The European Commission’s economic sentiment indicator rose by 1.6 points to 103.9, better than the 103.1 economists had forecast in a Reuters poll and building on a recovery that began in December. Business morale improved by 0.14 points to 0.23.

“The recovery is not only gaining momentum but broadening,” said Frederik Ducrozet, senior eurozone economist at Credit Agricole. “The ECB’s helping with the euro, you have oil stabilising and there is no major deflation threat.”

Italy showed the biggest jump in morale, increasing 2.4 points, followed by Germany, Spain and the Netherlands. Overall, eurozone households appeared much more optimistic. Still, the eurozone’s recovery is fragile and its economies are diverging.
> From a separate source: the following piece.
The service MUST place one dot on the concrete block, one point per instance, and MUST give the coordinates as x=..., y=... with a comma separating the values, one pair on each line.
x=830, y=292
Economic morale in France, the eurozone’s second-largest economy, rose just 0.4 points in March.

Despite the uncertainty surrounding Greece, the eurozone’s economy finally looks to be leaving behind its crisis after two recessions since 2008, while the European Central Bank’s money-printing programme is increasing optimism.

The European Commission expects the eurozone’s economy to grow 1.3 per cent this year and 1.9 per cent in 2016. That would lag the recovery in Britain and the United States but would offer a welcome sign that the bloc can avoid the economic stagnation and deflation many feared just a few months ago.

To combat low inflation, the ECB has begun printing money to buy eurozone government bonds, a policy known as quantitative easing that will see it pump €60 billion a month into the eurozone’s economy.

That is weakening the euro against the dollar, helping eurozone exporters. A global oil glut is also making energy cheap.